MB: O método canguru, mais que um método, ele é uma política também, uma política de saúde pública. Uma das coisas que sempre compromete a amamentação é a separação da mãe do bebê. Então, o canguru, se fosse para dar um resumo, ele quer trazer essa mãe para a unidade neonatal. Quando você traz a mãe para a unidade neonatal, a chance de aleitamento dispara. Porque, fisiologicamente, aquele estímulo de ver o bebê, ordenhar o leite ali do lado já funciona para o cérebro dela. E, também, quando você realiza a posição canguru, que é aquela posição do bebê sobre o colo, o contato pele a pele entre a mãe e o bebê. Esse estímulo, além de aumentar a produção de leite dela, ainda estimula o bebê a entender melhor o que ele tem que fazer, que é sugar. E, assim, vai se formando um ciclo. Ele suga, aumenta a produção. Ele suga mais, aumenta a produção. As coisas vão engrenando. A gente foi vendo que, botando eles dois juntos, o que é natural volta a acontecer. Uma cesárea para a prematuridade, ela é uma intervenção. E, aí, a gente tenta buscar o fisiológico de novo.

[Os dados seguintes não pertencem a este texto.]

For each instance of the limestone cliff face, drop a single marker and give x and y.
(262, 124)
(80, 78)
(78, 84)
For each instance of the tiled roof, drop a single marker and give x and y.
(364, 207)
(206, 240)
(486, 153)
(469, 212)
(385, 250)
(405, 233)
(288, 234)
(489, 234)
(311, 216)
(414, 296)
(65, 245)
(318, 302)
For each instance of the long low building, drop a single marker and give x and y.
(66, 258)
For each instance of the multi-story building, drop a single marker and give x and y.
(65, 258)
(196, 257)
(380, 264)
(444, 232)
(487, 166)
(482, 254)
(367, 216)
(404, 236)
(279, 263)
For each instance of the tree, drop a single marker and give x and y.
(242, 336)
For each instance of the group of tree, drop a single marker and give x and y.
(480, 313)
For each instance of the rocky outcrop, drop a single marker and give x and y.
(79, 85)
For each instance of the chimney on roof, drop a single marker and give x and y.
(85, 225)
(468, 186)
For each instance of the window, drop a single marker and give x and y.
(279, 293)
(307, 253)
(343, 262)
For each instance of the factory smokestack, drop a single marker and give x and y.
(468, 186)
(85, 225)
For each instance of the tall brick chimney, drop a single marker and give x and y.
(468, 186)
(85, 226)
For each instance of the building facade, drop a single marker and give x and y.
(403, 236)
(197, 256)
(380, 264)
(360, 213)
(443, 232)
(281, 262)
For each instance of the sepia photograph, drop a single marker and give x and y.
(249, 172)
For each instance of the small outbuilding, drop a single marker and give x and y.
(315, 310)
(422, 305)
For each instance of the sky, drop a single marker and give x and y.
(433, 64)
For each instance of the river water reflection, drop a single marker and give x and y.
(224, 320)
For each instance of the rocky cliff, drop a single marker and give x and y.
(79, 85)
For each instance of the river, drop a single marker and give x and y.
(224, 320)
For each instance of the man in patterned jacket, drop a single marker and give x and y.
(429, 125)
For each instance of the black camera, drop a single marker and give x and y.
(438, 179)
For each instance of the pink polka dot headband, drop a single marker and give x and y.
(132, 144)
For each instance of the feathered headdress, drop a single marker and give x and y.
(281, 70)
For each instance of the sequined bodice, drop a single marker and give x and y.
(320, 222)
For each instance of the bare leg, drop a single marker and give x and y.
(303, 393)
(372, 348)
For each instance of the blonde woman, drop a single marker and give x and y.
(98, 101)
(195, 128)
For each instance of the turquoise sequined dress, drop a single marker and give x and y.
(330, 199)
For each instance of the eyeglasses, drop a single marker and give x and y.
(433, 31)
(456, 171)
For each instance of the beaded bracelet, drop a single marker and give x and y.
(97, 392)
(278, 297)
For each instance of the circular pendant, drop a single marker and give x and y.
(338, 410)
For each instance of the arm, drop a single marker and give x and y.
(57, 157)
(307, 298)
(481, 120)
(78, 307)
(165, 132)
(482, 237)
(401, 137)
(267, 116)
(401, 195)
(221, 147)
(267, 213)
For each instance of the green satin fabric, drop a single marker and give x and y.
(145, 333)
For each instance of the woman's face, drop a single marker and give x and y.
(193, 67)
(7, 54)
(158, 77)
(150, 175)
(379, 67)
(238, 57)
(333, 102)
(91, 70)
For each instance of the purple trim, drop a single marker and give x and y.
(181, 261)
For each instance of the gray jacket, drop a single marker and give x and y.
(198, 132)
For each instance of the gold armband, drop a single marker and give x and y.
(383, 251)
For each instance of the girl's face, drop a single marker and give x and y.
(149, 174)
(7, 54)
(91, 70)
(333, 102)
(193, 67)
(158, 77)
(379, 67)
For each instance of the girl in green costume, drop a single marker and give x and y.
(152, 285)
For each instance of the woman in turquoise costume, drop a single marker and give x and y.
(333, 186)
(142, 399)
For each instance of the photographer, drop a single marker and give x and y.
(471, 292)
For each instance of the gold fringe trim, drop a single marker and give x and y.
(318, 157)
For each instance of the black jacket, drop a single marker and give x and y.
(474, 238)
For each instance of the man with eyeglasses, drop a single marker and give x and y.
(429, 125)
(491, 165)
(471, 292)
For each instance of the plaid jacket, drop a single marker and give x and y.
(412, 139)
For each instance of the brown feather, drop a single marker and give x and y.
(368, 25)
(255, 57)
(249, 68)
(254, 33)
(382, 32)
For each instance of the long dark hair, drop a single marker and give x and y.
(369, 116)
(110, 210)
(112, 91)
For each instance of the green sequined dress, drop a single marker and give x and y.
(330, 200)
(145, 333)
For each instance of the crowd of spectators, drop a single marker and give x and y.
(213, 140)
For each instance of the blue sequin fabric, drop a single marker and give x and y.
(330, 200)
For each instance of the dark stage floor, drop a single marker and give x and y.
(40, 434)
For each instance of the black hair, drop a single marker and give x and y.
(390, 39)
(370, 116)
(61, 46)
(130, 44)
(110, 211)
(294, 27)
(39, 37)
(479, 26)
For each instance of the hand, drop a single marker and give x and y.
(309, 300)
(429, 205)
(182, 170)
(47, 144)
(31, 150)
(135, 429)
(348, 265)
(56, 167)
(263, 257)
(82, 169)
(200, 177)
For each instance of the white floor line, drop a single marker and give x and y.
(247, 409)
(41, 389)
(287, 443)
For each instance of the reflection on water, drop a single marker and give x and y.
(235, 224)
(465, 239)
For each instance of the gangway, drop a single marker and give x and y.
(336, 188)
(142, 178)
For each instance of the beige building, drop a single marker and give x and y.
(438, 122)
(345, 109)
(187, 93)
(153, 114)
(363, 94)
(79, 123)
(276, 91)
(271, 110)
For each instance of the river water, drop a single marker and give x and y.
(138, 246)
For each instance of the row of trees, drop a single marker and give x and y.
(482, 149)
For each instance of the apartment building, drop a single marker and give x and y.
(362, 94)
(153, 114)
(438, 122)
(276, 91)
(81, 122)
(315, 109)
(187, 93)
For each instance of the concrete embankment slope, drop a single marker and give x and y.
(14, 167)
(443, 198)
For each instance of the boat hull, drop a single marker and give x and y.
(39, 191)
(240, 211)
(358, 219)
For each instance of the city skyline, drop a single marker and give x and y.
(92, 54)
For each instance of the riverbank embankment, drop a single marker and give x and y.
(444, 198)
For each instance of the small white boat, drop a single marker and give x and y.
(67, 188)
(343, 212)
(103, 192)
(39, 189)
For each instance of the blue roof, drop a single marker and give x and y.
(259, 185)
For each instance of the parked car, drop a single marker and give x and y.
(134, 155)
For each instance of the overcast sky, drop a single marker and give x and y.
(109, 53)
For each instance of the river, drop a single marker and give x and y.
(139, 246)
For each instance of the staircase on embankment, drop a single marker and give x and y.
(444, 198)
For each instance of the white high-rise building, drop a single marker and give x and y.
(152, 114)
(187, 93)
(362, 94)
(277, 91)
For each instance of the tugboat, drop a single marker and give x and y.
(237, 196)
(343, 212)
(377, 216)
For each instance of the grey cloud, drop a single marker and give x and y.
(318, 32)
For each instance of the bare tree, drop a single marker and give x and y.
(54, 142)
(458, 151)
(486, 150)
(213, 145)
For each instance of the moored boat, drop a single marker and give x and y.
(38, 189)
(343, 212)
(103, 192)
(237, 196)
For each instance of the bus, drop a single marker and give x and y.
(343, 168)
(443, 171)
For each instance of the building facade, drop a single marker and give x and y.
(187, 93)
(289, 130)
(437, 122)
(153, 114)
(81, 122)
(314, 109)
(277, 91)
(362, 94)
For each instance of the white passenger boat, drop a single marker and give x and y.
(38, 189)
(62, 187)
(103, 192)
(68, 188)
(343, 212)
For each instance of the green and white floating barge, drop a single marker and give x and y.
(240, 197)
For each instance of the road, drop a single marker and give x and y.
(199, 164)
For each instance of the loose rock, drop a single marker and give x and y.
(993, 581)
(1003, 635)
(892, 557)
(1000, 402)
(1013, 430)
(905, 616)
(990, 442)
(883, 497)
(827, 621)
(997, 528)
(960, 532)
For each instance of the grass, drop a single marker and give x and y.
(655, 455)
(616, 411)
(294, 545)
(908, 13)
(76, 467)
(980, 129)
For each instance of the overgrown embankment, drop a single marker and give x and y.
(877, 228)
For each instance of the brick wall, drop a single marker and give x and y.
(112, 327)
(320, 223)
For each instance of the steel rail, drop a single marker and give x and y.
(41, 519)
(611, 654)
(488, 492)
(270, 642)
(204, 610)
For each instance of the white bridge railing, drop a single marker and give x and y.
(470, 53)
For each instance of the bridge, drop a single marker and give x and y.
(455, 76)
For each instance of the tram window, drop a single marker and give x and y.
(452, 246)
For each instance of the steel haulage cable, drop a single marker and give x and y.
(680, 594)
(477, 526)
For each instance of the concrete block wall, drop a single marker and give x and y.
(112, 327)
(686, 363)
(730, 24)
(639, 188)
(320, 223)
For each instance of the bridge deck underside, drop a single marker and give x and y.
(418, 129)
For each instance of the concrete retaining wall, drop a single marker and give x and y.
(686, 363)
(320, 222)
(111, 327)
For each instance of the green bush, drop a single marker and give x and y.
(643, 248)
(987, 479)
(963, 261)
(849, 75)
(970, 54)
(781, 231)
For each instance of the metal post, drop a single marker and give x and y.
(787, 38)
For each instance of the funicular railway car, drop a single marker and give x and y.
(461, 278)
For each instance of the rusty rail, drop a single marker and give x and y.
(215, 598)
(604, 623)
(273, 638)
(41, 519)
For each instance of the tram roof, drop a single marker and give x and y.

IN: Fica claro que a sociedade, incluindo parceiros, familiares e amigos, desempenha um papel crucial nesse processo, oferecendo suporte prático e emocional. Diante disso, como esses grupos podem contribuir para facilitar e incentivar o aleitamento materno?
MB: O ideal é entender que a amamentação não é da mulher. Acho que esse pode ser o começo. Entender que a mulher se disponibiliza para alimentar um bebê, mas que a saúde daquele bebê é de responsabilidade de toda uma sociedade. Se começarem a olhar dessa forma, já é um primeiro passo. Você entendendo essa responsabilidade, consegue dar suporte para a mulher no sentido de ajudá-la com, sei lá, os afazeres domésticos. Ou quando a mãe estuda, disponibilizar de alguma forma que ela consiga pagar em outro momento as tarefas. A licença maternidade, no geral, ela já garante isso. Inclusive, a gente sempre orienta que quando a mãe tem uma licença, ela pode usar também em escola, faculdade. Só que a licença é por quatro meses, não por seis. Então, também precisamos de gente com maior intenção política de olhar para essas mães, poder fazer melhores leis. A sociedade deve votar em pessoas que têm engajamento nessa área, né? Eu acho que esse aí seria o maior apoio que elas [mães] poderiam ter.